東京都美術館で、
浮世絵の奥深き世界に触れる
The UKIYO-E 2020 ― 日本三大浮世絵コレクション

江戸庶民に広く親しまれ、欧米にもジャポニスム旋風を巻き起こした浮世絵。菱川師宣から葛飾北斎、東洲斎写楽まで、総勢約60 名の絵師たちの代表作品約450点が前・後期にわたり展示される「The UKIYO-E 2020 ― 日本三大浮世絵コレクション」が9月22日(火・祝)まで東京都美術館で開催中です。
太田記念美術館(東京・原宿)、日本浮世絵博物館(長野・松本)、平木浮世絵財団が誇る日本三大浮世絵コレクションが一堂に会するのは史上初のこと。この貴重な展覧会の見どころを注目の作品とともにご紹介します。


今回の展覧会は、延宝期に始まる初期浮世絵から風景画が主流となった天保〜安政期の作品までを5つの章に分類して紹介する構成となっています。
初期には浮世絵の祖である菱川師宣を筆頭に、懐月堂派、奥村政信などが活躍。その後、天明期、寛政期に入ると美人画や役者絵が数多く描かれ、長身の美人画様式を生んだ鳥居清長、半身像を描く大首絵の様式を用いる喜多川歌麿、迫力ある役者絵で国際的にも高い評価を得ている東洲斎写楽といった絵師たちが人気を博しました。「役者舞台之姿絵」の連作で知られる歌川豊国が、歌川派の役者絵の基礎を築いたのもこの頃です。

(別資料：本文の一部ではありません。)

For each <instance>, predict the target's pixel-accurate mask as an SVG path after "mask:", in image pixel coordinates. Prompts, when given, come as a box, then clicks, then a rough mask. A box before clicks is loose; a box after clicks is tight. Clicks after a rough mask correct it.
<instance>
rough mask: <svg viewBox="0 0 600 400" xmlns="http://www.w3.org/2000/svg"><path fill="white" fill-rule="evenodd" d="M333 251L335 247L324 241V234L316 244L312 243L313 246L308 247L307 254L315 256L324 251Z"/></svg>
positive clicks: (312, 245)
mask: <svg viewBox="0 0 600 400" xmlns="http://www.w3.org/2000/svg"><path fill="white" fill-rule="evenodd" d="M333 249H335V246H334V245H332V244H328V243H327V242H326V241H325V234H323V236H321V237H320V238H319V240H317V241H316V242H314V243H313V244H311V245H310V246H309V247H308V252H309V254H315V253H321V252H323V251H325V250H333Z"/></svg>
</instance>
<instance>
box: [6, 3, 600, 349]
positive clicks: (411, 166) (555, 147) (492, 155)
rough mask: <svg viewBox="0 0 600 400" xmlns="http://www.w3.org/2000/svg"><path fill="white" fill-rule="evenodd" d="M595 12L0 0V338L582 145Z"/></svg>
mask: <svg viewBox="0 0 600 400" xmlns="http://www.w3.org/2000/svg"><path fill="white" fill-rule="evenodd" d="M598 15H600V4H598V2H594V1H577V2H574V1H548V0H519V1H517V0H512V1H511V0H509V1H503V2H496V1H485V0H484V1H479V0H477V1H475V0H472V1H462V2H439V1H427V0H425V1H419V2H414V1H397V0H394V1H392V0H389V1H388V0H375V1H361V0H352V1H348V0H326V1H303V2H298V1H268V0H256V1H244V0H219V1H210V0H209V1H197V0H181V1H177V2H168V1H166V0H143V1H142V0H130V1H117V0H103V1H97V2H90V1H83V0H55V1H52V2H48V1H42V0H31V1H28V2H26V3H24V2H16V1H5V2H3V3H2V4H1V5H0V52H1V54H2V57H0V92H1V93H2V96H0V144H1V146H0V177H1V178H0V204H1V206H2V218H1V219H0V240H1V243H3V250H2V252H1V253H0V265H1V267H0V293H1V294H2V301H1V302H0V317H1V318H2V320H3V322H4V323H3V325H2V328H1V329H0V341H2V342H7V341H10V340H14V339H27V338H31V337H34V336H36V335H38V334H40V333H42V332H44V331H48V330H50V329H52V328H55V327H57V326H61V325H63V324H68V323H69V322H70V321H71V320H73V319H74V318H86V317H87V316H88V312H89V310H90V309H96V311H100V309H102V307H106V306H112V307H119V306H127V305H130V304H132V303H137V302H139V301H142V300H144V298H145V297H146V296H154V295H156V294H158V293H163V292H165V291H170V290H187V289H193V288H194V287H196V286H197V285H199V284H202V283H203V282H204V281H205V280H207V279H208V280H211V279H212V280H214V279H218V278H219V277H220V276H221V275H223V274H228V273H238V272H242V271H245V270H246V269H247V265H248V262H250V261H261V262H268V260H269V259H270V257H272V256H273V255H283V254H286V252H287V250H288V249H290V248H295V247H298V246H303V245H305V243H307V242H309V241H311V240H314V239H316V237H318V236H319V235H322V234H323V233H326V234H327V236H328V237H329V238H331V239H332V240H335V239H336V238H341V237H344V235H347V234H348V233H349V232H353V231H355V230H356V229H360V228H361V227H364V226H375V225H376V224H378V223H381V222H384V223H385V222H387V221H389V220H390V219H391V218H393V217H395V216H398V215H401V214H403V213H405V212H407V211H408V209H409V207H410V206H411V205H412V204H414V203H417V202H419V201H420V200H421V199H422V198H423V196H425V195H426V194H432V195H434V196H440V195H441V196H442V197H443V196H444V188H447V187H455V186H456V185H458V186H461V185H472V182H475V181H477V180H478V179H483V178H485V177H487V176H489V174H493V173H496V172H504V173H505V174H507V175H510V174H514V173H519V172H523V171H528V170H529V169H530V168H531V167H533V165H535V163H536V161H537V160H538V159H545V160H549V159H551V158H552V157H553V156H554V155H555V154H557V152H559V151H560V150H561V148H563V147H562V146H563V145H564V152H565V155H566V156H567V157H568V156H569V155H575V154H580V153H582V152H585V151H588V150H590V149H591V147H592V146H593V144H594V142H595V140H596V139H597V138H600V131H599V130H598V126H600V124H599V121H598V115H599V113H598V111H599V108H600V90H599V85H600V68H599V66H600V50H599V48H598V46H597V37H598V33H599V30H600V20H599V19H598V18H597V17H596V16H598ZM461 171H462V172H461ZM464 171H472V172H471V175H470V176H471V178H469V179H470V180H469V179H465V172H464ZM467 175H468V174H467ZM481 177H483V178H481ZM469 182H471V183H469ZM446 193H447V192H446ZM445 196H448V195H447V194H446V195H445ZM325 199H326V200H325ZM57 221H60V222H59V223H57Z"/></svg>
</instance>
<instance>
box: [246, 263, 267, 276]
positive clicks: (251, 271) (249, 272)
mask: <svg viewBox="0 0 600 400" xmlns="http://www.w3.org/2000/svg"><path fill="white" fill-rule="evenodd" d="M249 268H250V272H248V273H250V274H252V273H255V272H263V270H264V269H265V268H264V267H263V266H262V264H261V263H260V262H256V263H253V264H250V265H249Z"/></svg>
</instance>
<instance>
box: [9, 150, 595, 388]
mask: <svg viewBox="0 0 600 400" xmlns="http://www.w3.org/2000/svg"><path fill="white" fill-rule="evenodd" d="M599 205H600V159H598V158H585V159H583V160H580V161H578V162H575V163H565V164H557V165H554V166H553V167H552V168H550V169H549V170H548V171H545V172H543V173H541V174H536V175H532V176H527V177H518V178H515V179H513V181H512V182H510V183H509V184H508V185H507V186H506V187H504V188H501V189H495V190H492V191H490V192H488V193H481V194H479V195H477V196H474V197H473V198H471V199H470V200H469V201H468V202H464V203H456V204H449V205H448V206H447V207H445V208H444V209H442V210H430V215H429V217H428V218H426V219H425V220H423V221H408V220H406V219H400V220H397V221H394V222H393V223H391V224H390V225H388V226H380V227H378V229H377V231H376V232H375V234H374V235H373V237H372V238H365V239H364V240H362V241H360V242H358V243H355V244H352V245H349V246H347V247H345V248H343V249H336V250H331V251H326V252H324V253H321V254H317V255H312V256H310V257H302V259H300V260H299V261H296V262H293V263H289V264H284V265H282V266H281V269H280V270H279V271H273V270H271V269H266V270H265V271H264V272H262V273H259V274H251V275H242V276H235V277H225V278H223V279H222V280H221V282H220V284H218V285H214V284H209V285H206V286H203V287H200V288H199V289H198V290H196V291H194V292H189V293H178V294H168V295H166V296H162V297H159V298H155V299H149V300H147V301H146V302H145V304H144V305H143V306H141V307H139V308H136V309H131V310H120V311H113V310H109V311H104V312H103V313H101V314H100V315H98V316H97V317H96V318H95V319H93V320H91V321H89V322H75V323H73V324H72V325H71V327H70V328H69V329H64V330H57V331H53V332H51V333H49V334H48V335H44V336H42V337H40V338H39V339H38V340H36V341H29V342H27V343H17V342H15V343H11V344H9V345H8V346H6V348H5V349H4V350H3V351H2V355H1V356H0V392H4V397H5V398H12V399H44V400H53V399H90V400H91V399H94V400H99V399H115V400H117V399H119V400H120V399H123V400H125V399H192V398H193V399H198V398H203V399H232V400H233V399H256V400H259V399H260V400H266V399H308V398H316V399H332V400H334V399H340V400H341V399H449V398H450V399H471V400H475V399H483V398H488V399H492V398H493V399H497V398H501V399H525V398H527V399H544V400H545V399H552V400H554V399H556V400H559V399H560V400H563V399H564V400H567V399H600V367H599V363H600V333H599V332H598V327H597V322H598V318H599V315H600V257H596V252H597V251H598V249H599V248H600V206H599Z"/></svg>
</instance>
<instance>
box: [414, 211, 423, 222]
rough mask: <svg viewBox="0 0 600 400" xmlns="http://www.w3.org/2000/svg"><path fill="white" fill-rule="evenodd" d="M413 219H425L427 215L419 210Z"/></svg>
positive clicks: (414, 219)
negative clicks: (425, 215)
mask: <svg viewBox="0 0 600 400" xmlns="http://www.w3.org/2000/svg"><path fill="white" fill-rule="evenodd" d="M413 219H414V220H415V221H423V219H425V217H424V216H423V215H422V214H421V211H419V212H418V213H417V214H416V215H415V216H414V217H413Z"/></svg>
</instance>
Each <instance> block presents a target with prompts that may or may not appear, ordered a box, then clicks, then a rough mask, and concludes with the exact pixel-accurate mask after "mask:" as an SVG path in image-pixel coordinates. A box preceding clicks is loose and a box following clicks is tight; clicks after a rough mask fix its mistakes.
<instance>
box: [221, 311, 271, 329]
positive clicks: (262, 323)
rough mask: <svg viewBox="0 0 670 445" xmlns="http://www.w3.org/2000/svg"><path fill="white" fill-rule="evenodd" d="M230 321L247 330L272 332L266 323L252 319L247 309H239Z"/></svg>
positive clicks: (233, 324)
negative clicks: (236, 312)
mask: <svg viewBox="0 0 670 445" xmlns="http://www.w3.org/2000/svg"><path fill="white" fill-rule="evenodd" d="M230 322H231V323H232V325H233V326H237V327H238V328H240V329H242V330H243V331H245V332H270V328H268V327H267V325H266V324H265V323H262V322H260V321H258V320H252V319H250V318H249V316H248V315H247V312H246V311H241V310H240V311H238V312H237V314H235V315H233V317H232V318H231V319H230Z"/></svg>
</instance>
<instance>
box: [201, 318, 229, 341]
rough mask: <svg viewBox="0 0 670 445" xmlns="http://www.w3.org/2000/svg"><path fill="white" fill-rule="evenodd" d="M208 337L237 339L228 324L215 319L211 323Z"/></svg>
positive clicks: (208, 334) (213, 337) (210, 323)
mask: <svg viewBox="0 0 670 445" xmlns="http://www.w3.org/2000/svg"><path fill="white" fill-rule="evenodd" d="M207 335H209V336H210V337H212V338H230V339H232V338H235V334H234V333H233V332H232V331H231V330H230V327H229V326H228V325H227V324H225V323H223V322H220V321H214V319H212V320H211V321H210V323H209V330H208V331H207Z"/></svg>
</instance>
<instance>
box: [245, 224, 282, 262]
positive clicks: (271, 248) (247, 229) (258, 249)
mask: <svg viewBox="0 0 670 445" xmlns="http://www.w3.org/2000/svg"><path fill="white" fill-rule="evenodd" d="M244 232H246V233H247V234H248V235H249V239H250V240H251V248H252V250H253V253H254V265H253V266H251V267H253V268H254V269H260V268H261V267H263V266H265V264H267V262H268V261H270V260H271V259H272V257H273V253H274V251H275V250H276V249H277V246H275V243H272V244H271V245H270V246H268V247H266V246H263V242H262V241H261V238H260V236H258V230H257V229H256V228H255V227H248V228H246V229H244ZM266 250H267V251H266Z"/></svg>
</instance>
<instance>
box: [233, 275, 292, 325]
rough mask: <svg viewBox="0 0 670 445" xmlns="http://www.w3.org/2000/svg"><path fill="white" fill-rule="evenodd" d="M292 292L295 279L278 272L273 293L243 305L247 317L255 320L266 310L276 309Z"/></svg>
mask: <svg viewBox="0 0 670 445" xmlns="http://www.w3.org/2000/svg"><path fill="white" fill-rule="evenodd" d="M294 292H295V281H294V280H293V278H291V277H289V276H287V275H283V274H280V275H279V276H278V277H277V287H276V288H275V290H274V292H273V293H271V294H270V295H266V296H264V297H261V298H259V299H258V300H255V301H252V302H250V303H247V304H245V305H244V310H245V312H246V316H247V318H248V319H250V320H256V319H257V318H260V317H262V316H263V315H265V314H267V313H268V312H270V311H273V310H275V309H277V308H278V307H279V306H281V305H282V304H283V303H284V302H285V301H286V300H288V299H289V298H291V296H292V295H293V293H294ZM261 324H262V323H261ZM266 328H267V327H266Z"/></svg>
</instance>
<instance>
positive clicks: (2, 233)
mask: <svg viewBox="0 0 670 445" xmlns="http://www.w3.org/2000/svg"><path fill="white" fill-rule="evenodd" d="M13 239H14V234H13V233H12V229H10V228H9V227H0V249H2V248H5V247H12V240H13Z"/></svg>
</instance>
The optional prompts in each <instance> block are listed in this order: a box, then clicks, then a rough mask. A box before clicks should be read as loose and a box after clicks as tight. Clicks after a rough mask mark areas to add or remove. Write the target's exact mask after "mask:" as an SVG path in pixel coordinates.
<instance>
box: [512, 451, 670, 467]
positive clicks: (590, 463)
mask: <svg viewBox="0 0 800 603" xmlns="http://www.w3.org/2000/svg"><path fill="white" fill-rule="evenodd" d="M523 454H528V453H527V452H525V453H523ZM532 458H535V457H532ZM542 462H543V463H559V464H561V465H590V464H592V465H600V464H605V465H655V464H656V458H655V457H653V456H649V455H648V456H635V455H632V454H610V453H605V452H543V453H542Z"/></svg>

文化・文政期に入ると表現の多様化が進み、細かな描写やデザイン的な工夫が施され、洋風の風景描写の手法を取り入れた作品も数多く見られるようになります。天保初期にはあまりにも有名な葛飾北斎の「冨嶽三十六景」シリーズや歌川広重の代表作「東海道五拾三次之内」が出版され、浮世絵文化がいっそうの盛り上がりを見せました。「人をばかにした人だ」などの奇抜でユーモアに満ちた戯画で独自の路線を開拓した歌川国芳が活躍したのもこの時期です。
The UKIYO-E 2020 ― 日本三大浮世絵コレクション
会期|前期 〜8月23日(日)、後期 8月25日(火)〜9月22日(火・祝)
※本展は日時指定入場制です。詳細は展覧会公式サイトをご覧ください。
会場|東京都美術館
住所|東京都台東区上野公園8-36
開室時間|9:30〜17:30
休室日|8月24日、9月7日・14日
料金|一般1600円、大学生・専門学校生1300円、高校生800円、65歳以上1000円
Tel|03-5777-8600(ハローダイヤル)
https://ukiyoe2020.exhn.jp
100点以上にもおよぶ重要文化財・重要美術品が展示され、日本三大浮世絵コレクション秘蔵の作品が惜しみなく出品される今回の展覧会。日本が世界に誇る浮世絵の名作たちは絶対に見逃せません。